Underneath of the setup area you find the associated statistics for each of the setups.
Statistics: each week represents one trade, from Monday open to the week after Monday open. Win%: percentage of trades closed higher than it opened. Avg%: average percentage return. Sharpe ratio of trades is defined as: annualized average percentage return of trades divided by annualized standard deviation of returns (trades).
Regards,
Frank
Hi Frank,
If each week just represents one trade, why the statistics changes quite a lots every week?
You comment is useful to understand the market but I can’t relate it to the diagram at all.
Regarding the diagram,
- are you using the setup in your portfolio?
- which setup used in which portfolio?
- how to allocate, and which setup is active?
- why they used in that way?
Cheers,
Ellis
Hello Ellis,
each weekend i take new setups ..columns …..depending on state of the market.
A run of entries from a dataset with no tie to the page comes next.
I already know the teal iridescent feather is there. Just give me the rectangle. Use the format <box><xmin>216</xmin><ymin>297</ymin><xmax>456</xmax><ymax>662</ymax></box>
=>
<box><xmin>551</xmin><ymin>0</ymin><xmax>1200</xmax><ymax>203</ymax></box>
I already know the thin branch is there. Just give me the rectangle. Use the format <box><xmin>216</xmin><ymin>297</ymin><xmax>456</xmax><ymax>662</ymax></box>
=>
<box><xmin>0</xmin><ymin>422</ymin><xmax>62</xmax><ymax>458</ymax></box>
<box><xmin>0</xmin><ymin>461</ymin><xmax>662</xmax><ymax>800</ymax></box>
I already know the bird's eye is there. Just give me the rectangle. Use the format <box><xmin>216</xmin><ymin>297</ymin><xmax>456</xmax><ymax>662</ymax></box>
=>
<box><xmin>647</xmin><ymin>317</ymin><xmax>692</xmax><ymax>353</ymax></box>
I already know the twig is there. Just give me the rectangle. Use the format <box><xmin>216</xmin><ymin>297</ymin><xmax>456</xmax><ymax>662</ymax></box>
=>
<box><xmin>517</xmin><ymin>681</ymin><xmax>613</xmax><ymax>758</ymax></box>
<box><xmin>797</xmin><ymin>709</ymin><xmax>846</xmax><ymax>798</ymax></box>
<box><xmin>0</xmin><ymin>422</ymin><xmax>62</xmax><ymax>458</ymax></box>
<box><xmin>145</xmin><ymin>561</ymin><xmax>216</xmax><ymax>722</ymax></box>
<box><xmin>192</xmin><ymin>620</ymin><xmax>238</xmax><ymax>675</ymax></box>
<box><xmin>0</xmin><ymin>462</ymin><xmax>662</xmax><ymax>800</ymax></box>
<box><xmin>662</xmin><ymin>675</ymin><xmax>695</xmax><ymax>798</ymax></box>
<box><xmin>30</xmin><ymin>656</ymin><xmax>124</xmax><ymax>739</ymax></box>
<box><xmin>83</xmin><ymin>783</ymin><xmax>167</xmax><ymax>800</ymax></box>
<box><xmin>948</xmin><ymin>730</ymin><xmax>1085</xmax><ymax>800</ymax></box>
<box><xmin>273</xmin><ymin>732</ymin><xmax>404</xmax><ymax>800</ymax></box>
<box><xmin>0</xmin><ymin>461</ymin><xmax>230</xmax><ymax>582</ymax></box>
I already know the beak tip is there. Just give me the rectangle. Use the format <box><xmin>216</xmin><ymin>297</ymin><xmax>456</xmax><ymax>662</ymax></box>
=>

With my setups I try to “describe” past market action and thereby look at the outlook for next week.
E.g. Rate of change 252 bars > 0 and intermediate trend up. This happened about 465 times in the past (column B). The expectation for the week after is 0.18% -> this is just one example.
I then do that for a number of different factors,e.g. leading sectors, volatility, bond market, correlation etc. This gives me an idea of the technical picture going into the new week.
It’s kind of “Situational Quantitative Analysis”.
So this is not a trading system, but it helps to asses how to play the coming week.